Napoli è, nel Settecento, una grande capitale europea: concorrono ad inserirla in
un circuito culturale di raggio internazionale, dopo la fine della dominazione
spagnola, la sua brillante cultura pittorica e gli scavi di Ercolano, che attirano da
ogni dove studiosi di antichità e artisti, ma anche filosofi, letterati, intellettuali.
FERDINANDO SANFELICE, con Juvarra il più originale architetto italiano della
prima metà del secolo, ha una cultura europea: dilettante autodidatta, di nobile
famiglia, non ha dietro di sé una tradizione artigianale, trasmessa di padre in
figlio, come il suo rivale DOMENICO ANTONIO VACCARO. La decorazione, per
lui, non è architettura, e progettare è una sfida, calcolo di scenografiche
soluzioni, da ottenersi esclusivamente tramite mezzi architettonici. “Dilettante”,
oppone la sua disinteressata speculazione intellettuale al “mestiere” degli
architetti-decoratori, trovando, nella Napoli del primo Settecento, un parallelo
nella pittura del singolare Andrea Belvedere, filosofo, letterato, drammaturgo, che
trasforma la pittura di fiori (il più mestierante dei generi) in colto e raffinato
esercizio melodico. Il Sanfelice ritrova, forse tramite l’architettura austriaca e
boema, la lezione borrominiana, non volgendola però in “barocchetto”, ma
riscoprendone il valore di architettura pura, autogiustificantesi nei propri fini e nei
propri mezzi.
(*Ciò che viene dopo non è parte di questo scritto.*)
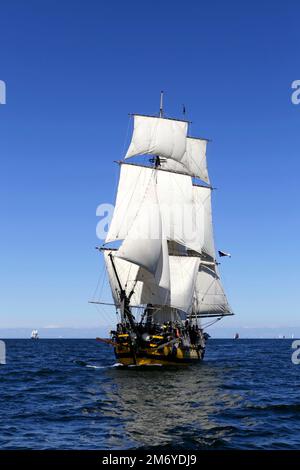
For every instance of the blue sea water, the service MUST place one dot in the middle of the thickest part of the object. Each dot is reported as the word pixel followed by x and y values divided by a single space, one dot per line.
pixel 68 394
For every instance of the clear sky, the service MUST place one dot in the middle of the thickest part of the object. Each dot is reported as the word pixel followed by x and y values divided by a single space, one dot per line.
pixel 74 70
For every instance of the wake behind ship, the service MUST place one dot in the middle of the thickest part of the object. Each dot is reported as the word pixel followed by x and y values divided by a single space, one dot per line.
pixel 164 274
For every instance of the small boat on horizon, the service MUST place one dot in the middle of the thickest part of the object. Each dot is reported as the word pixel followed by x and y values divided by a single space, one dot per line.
pixel 34 334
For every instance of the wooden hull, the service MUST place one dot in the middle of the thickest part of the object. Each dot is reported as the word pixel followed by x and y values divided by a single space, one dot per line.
pixel 162 357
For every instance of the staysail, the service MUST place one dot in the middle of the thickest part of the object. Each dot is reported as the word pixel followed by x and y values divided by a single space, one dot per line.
pixel 163 220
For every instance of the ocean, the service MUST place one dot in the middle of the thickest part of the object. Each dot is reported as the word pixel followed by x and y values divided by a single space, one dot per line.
pixel 69 394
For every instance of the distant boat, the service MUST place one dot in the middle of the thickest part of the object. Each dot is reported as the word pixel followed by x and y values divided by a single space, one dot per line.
pixel 34 334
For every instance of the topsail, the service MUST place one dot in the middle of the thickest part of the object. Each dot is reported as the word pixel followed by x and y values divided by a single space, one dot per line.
pixel 163 220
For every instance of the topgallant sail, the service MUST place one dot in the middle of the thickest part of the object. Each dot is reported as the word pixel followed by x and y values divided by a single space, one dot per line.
pixel 163 274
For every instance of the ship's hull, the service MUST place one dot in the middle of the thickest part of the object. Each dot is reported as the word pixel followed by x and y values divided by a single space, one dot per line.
pixel 162 357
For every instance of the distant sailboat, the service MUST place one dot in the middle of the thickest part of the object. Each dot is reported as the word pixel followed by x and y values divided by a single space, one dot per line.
pixel 34 334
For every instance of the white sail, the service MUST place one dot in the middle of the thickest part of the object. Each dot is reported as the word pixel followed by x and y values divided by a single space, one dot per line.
pixel 143 243
pixel 183 271
pixel 180 222
pixel 209 298
pixel 158 136
pixel 133 184
pixel 132 277
pixel 193 161
pixel 175 196
pixel 202 204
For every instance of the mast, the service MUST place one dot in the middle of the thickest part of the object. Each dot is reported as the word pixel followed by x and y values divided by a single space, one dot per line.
pixel 161 111
pixel 125 309
pixel 177 269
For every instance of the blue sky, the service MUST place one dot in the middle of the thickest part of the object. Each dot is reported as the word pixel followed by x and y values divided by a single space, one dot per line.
pixel 74 70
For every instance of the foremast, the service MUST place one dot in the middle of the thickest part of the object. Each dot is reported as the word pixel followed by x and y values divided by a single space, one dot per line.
pixel 171 271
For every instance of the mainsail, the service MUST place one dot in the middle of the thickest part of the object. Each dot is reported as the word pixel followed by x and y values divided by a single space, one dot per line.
pixel 163 220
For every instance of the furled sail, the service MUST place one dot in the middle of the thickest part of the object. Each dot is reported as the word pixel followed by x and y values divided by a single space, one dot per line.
pixel 158 136
pixel 193 161
pixel 209 298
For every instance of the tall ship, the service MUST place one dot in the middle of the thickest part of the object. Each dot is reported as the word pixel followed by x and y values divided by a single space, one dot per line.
pixel 159 250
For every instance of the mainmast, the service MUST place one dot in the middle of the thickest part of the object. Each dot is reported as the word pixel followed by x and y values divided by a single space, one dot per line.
pixel 175 269
pixel 161 111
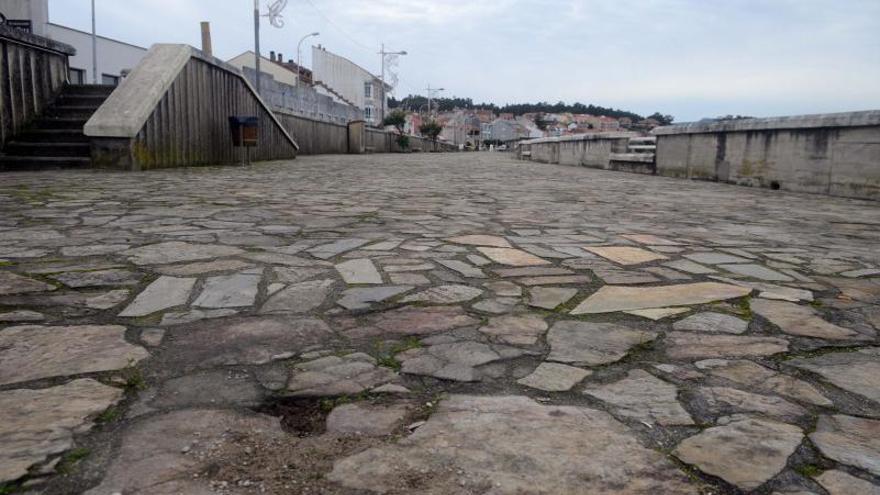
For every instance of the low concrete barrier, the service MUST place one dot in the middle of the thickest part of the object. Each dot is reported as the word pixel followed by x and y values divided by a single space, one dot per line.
pixel 835 154
pixel 587 150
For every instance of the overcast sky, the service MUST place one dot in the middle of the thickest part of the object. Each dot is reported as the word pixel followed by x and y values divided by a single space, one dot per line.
pixel 689 58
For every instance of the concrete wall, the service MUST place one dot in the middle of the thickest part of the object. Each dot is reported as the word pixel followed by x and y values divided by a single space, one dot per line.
pixel 587 150
pixel 347 78
pixel 32 73
pixel 173 111
pixel 303 100
pixel 835 154
pixel 113 56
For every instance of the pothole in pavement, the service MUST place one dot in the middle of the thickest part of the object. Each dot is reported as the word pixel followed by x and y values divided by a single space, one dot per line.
pixel 303 417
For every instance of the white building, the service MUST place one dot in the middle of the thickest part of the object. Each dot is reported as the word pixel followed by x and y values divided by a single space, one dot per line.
pixel 354 83
pixel 114 57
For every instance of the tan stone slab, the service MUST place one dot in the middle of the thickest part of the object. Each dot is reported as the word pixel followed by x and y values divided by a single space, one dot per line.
pixel 35 424
pixel 657 313
pixel 611 298
pixel 481 240
pixel 650 239
pixel 512 257
pixel 625 255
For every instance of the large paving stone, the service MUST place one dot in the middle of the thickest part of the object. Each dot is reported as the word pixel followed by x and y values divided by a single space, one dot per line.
pixel 644 397
pixel 176 251
pixel 455 360
pixel 689 345
pixel 712 322
pixel 415 321
pixel 299 298
pixel 515 329
pixel 36 424
pixel 11 283
pixel 165 292
pixel 334 375
pixel 842 483
pixel 753 376
pixel 849 440
pixel 550 297
pixel 362 297
pixel 803 321
pixel 33 352
pixel 512 445
pixel 229 291
pixel 625 255
pixel 512 257
pixel 445 294
pixel 98 278
pixel 162 454
pixel 554 377
pixel 614 298
pixel 855 372
pixel 591 344
pixel 481 240
pixel 723 401
pixel 746 452
pixel 366 419
pixel 359 271
pixel 245 341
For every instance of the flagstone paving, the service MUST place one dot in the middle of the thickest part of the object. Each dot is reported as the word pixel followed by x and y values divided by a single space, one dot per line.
pixel 471 324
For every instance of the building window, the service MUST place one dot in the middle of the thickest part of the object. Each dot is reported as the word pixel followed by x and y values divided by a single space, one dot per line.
pixel 109 80
pixel 76 76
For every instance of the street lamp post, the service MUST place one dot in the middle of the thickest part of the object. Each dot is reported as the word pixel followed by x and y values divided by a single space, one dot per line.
pixel 299 54
pixel 275 19
pixel 383 54
pixel 431 92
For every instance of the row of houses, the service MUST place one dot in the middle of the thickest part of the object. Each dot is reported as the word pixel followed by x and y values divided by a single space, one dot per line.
pixel 353 90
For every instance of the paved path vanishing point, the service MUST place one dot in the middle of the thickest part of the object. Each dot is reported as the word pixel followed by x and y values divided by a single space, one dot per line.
pixel 439 324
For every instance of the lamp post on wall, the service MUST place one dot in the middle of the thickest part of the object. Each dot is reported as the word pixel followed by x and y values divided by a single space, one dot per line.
pixel 431 92
pixel 299 54
pixel 275 18
pixel 383 54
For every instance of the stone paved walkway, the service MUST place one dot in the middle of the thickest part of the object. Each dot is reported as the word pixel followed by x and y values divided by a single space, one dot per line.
pixel 459 323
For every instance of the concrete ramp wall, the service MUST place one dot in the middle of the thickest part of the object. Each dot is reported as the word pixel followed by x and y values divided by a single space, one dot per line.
pixel 173 111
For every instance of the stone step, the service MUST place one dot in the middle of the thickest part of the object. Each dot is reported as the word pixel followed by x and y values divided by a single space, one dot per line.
pixel 58 149
pixel 10 162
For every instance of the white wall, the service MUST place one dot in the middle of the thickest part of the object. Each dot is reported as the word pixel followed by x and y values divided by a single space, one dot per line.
pixel 35 10
pixel 347 78
pixel 113 56
pixel 247 59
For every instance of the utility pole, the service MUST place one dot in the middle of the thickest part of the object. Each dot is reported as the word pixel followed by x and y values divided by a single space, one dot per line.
pixel 299 55
pixel 382 55
pixel 257 40
pixel 275 18
pixel 94 48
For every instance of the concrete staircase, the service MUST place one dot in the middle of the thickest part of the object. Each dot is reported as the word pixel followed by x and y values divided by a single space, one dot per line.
pixel 56 140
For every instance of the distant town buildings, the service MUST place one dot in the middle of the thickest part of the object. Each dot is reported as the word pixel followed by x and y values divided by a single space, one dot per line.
pixel 115 58
pixel 354 83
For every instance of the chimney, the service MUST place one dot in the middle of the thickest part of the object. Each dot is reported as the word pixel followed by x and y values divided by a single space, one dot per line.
pixel 206 38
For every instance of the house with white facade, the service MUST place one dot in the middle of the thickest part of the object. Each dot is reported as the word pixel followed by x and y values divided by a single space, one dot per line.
pixel 115 58
pixel 354 83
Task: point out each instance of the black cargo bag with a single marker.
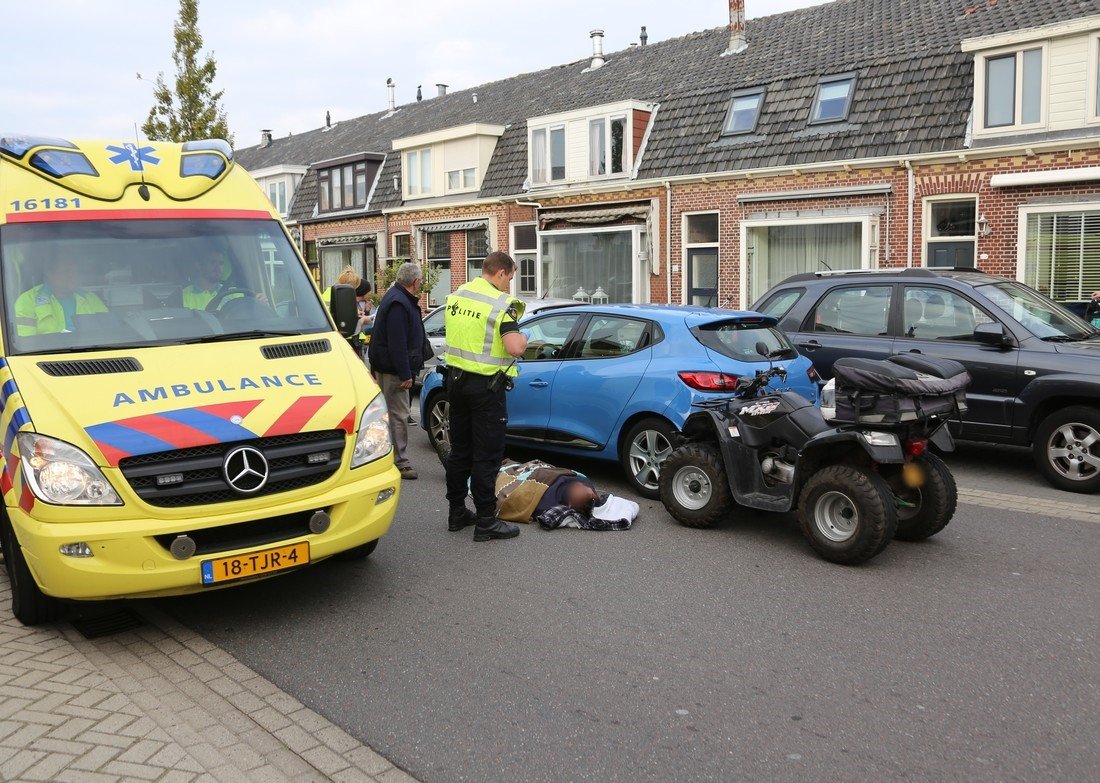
(905, 387)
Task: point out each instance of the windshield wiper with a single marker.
(243, 335)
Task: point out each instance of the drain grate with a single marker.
(106, 621)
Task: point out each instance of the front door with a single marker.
(703, 276)
(939, 322)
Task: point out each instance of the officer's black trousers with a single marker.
(479, 419)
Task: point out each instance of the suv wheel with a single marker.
(1067, 449)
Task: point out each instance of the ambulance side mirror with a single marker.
(344, 310)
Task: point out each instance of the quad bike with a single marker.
(857, 483)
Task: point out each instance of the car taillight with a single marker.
(916, 447)
(708, 382)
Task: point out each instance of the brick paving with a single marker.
(157, 703)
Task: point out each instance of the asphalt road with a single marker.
(666, 653)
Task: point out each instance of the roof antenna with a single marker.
(143, 189)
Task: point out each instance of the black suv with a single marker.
(1034, 365)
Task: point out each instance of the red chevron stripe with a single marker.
(297, 416)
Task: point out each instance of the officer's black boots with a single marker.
(491, 527)
(460, 518)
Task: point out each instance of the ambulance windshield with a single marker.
(87, 285)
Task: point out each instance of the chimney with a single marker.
(597, 50)
(737, 41)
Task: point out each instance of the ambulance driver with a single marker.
(51, 307)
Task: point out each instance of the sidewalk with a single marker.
(156, 703)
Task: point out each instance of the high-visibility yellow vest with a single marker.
(472, 320)
(37, 310)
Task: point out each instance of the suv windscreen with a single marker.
(1038, 315)
(739, 341)
(91, 285)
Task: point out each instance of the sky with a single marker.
(284, 63)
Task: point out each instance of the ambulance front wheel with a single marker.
(29, 604)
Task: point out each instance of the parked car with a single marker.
(436, 329)
(617, 382)
(1034, 365)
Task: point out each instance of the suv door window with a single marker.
(861, 310)
(608, 335)
(547, 337)
(938, 313)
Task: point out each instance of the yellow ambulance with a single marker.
(178, 411)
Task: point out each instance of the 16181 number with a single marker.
(33, 203)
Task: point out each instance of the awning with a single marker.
(453, 225)
(594, 216)
(348, 239)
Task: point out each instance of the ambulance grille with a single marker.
(90, 366)
(303, 349)
(195, 476)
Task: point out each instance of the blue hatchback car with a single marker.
(616, 382)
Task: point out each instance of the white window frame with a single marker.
(868, 255)
(685, 245)
(926, 223)
(417, 189)
(1092, 83)
(526, 251)
(1022, 228)
(640, 288)
(393, 244)
(980, 66)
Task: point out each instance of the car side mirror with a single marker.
(344, 310)
(991, 334)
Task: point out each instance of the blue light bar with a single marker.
(17, 145)
(210, 145)
(58, 163)
(201, 165)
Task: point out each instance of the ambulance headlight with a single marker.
(62, 474)
(373, 438)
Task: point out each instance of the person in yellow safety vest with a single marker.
(350, 277)
(52, 307)
(209, 279)
(483, 343)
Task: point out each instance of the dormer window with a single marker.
(833, 99)
(1013, 88)
(418, 172)
(744, 112)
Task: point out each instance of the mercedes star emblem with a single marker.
(245, 470)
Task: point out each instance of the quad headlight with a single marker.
(373, 439)
(62, 474)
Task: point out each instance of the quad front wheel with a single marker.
(694, 487)
(847, 514)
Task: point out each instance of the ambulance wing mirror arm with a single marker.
(344, 310)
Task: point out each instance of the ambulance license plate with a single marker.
(242, 565)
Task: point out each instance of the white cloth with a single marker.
(615, 508)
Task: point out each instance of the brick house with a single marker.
(705, 168)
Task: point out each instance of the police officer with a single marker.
(483, 342)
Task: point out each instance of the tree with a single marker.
(194, 110)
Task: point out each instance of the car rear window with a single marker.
(739, 341)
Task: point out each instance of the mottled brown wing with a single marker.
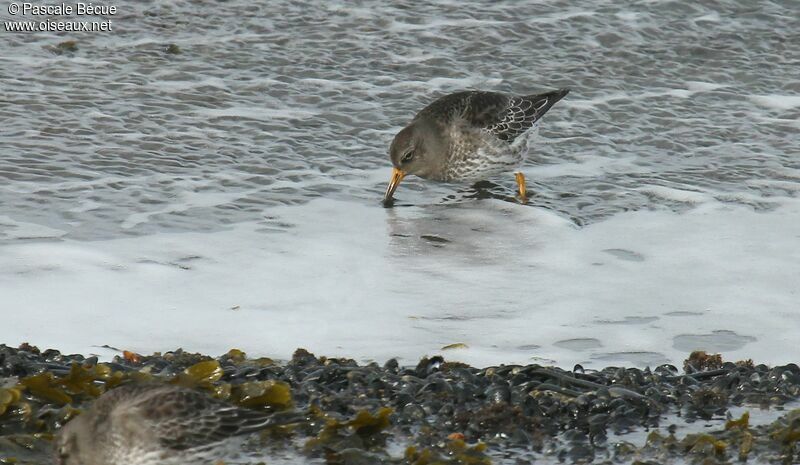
(520, 114)
(185, 419)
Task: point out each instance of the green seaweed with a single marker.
(270, 393)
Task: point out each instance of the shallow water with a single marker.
(228, 195)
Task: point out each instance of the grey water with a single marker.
(280, 102)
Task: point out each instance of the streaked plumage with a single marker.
(154, 424)
(468, 136)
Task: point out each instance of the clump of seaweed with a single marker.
(444, 412)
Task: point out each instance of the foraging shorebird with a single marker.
(468, 136)
(156, 424)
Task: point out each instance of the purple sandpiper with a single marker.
(156, 424)
(468, 136)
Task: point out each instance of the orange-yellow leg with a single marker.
(523, 193)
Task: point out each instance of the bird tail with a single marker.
(543, 102)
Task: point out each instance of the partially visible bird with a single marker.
(156, 424)
(468, 136)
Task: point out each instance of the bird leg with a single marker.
(523, 193)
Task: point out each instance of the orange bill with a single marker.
(397, 176)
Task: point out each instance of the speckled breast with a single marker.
(472, 159)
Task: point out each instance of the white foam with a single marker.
(349, 279)
(777, 102)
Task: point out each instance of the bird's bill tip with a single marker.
(397, 176)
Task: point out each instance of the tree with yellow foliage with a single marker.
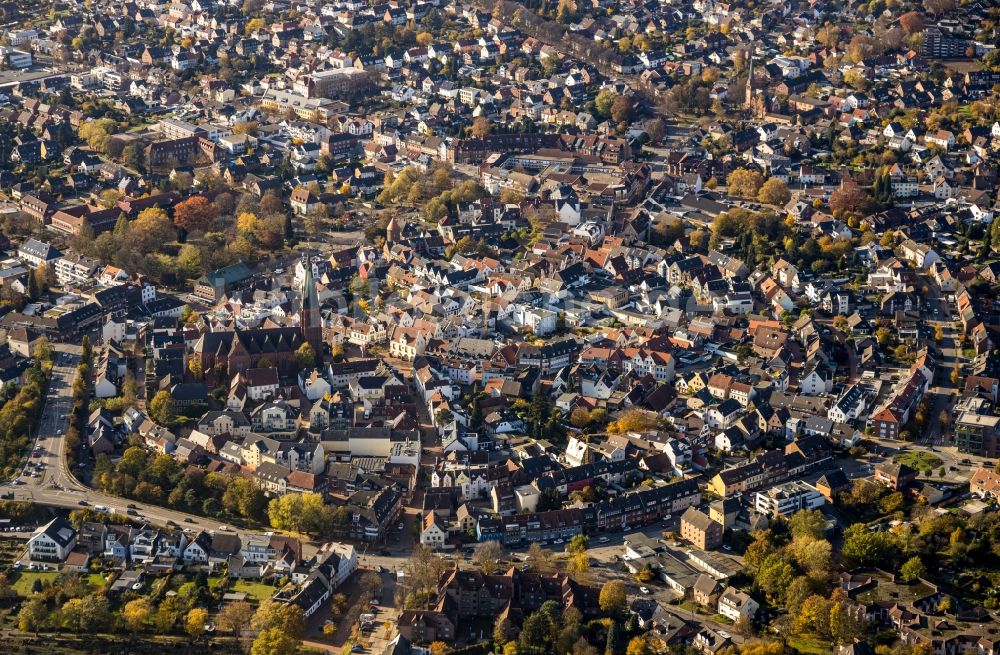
(633, 420)
(253, 25)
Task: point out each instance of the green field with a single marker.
(255, 590)
(810, 645)
(919, 460)
(26, 580)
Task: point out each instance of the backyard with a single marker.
(919, 460)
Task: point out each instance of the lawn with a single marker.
(255, 590)
(810, 645)
(26, 580)
(919, 460)
(96, 581)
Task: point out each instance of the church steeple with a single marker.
(751, 87)
(310, 322)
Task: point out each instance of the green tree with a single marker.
(534, 634)
(614, 642)
(744, 183)
(194, 624)
(273, 641)
(613, 597)
(305, 356)
(33, 615)
(807, 523)
(604, 101)
(863, 547)
(913, 569)
(774, 192)
(136, 614)
(487, 555)
(161, 408)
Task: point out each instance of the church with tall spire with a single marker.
(751, 87)
(310, 321)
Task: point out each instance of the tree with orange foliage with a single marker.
(194, 214)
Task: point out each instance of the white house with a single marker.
(734, 603)
(432, 533)
(53, 541)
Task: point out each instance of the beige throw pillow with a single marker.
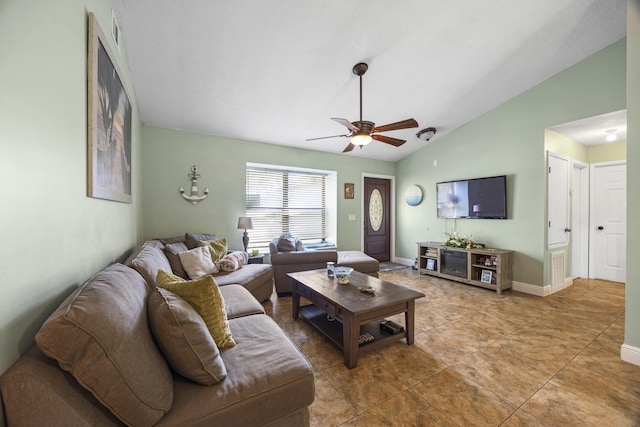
(218, 248)
(204, 296)
(197, 262)
(184, 338)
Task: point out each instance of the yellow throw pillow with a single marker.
(218, 248)
(204, 296)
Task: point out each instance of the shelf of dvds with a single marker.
(488, 268)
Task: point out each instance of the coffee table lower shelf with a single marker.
(333, 329)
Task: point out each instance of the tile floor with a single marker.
(482, 359)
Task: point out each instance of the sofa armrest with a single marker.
(303, 257)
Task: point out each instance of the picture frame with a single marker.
(109, 115)
(486, 276)
(348, 190)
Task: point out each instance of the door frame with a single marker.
(580, 214)
(392, 213)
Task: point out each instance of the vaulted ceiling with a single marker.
(276, 71)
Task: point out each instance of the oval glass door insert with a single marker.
(375, 209)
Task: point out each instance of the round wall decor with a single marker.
(413, 195)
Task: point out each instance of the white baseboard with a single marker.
(528, 288)
(404, 261)
(630, 354)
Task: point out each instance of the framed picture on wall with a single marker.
(109, 122)
(348, 190)
(486, 276)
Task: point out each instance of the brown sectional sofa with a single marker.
(292, 261)
(109, 371)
Nel progettare il palazzo di famiglia, parte dal rapporto con la
strada e con il cortile, elemento di mediazione tra spazio aperto e spazio chiuso:
distrugge di conseguenza la facciata come organismo autonomo,
scomponendola e riorganizzandola poi intorno allo scalone, filtro di interno ed
esterno. Anche nel palazzo Serra di Cassano, l’elemento che dà il via al mosso
effetto scenografico è il monumentale scalone che, partendo dall’atrio, lo collega
al cortile, terminando con un arco gigantesco che sfonda la facciata retrostante.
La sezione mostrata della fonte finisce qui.